Performing a full reconstruction

This section gives a brief walkthrough of the necessary steps for running a full LMR reconstruction including: configuration, setting up proxies, PSMs, and usage of pre-calculated observations.

Building the proxy database

Note

The provided databases in the downloaded sample data should be sufficient for most reconstruction purposes. Skip over this step unless updates were made to the available proxy data.

The proxy files used by the LMR code are in the format of Pandas dataframes which are used as a database-like structure. One file contains the list of proxies with unique identifiers and associated metadata (xxxx_Metadata.df.pckl), while the other contains the proxy measurements over time (xxxx_Proxy.df.pckl).

Anytime proxies are added or updated the database files need to be updated using LMR_proxy_preprocess.py. There are more available options described in the comments of the main() function, but we discuss the important parameters here.

The main choice is which proxy database to build. There are two choices of proxy_data_source, ‘LMRdb’ and ‘PAGES2Kv1’. ‘LMRdb’ is a compilation of NCDC, PAGES2K Phase 2, and other collected proxy records, while `PAGES2Kv1’ is data from only the PAGES2K Phase 1 project. For most purposes, ‘LMRdb’ should be the database of choice. Comment out whichever source is not in use e.g,:

#proxy_data_source = 'PAGES2Kv1' # proxies from PAGES2k phase 1 (2013)

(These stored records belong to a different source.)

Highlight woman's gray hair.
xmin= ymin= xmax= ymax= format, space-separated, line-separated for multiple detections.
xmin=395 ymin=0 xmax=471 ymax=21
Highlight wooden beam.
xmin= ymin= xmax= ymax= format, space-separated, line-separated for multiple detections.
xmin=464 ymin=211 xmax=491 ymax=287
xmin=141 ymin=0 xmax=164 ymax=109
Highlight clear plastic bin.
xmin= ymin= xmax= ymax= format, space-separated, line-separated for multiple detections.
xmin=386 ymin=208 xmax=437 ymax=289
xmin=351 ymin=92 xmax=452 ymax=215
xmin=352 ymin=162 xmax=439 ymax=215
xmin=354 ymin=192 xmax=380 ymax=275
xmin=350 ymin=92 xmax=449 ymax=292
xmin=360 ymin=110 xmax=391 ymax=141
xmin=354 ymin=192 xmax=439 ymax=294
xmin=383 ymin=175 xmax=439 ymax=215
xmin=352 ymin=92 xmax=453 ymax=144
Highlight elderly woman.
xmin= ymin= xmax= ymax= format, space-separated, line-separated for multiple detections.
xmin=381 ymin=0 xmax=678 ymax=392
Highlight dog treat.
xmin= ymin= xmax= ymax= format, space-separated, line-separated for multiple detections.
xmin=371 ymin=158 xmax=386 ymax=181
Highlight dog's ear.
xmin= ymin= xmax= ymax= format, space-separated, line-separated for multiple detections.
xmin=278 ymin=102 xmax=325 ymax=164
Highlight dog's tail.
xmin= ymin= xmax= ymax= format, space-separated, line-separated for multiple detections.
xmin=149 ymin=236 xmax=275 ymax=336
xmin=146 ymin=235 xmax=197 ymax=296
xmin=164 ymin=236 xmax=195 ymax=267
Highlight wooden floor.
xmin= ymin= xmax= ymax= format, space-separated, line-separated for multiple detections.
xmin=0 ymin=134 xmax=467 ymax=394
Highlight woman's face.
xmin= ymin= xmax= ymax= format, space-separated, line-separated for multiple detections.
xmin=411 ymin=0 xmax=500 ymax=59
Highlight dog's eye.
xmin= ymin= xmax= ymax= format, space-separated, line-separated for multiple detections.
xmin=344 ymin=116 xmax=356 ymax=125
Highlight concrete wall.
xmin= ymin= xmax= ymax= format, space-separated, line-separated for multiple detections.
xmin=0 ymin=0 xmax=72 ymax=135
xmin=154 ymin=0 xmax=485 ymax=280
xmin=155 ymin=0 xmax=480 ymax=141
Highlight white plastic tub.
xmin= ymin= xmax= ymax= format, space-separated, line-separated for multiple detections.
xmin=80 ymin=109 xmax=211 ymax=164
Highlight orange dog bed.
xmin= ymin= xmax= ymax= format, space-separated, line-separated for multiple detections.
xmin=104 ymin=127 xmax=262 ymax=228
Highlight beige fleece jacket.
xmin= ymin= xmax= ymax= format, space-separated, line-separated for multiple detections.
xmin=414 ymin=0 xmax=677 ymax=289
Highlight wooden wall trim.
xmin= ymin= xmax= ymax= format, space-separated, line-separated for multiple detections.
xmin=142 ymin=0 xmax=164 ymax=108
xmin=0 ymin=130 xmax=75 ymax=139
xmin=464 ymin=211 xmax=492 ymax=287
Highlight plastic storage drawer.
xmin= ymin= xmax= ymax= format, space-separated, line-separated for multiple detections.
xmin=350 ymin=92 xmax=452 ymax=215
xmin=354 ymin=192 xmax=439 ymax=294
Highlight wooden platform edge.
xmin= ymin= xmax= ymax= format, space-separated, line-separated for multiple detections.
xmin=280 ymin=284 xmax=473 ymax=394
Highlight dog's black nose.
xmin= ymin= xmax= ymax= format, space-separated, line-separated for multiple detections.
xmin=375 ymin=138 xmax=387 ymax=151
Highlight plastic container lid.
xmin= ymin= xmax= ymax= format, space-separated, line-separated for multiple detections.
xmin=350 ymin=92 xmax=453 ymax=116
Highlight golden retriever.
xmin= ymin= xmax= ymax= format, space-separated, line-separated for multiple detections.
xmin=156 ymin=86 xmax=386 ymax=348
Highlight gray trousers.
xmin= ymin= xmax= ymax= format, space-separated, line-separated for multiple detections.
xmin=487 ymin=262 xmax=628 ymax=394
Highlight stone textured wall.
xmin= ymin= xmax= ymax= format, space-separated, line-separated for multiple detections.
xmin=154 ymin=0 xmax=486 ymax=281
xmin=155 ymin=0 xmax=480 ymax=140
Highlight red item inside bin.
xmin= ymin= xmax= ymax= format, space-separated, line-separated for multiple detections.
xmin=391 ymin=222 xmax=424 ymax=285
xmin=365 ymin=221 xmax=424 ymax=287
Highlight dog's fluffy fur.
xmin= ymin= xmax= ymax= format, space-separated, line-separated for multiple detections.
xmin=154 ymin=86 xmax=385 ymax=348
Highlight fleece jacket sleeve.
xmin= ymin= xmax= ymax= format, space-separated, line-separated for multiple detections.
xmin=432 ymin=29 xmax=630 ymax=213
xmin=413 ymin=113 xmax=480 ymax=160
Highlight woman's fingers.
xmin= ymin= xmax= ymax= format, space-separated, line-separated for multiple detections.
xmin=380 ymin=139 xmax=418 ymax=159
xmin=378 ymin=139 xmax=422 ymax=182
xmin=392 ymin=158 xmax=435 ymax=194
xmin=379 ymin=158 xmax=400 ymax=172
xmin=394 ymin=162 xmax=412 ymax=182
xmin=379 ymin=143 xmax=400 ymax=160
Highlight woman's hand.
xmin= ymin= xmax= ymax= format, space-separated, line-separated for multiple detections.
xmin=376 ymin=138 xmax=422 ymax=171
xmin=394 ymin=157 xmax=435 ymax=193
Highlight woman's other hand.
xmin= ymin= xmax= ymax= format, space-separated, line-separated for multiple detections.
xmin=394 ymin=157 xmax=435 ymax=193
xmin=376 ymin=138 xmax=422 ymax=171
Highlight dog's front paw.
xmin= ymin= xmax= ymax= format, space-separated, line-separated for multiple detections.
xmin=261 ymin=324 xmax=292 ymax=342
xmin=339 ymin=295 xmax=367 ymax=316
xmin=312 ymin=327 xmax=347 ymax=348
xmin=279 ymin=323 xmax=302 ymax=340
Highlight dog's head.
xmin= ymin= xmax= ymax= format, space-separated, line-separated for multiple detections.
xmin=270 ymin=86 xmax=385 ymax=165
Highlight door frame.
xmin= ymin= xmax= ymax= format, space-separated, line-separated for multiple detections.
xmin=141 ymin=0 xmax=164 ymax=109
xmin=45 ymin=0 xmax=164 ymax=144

# --- *** --- *** --- *** --- *** --- *** --- *** --- *** --- *** --- *** ---

proxy_data_source = 'LMRdb'     # proxies from PAGES2k phase 2 (2017) +
                                # "in-house" collection in NCDC-templated files

The other important parameters are to set the proxy input data and database output locations. If you downloaded sample data from us, the input data are located under the proxies directory (e.g., /home/disk/foo/LMR_data/data/proxies/). It is fine to use that same directory as the output target.

Note

If rebuilding ‘LMRdb’, you should make sure the files under .../LMR_data/proxies/LMRdb/ are untarred first. cd to that directory and untar using $ tar -xvf ToPandas_v0.4.0_files.tar.gz.

When finished editing the options defining the database and file locations create the databases using:

(lmr_py3) $ python LMR_proxy_preprocess.py

(Remember to activate the correct python environment if you’re using Anaconda!)

Create pre-calibrated statistical PSMs

Note

The provided sample data includes many pre-calibration combinations for seasonal/annual PSMs calibrated against GISTEMP, NOAA, Berkeley Earth, and GPCC. You will likely be able to skip this step if no changes have been made to the underlying proxy database. If a needed pre-calibration file does not exist, the code alerts you that it was not found and exits. At that point, follow the instructions in this section.

The proxy system models (PSMs) are essential for translating our reconstructed fields (in climate model space) to something comparable to the proxy data (observation space). We implement a few different statistical regressions that fit proxies against instrumental data to form a PSM. These models are fit using annual or seasonal averages and a univariate or bivariate fit to moisture and temperature variables.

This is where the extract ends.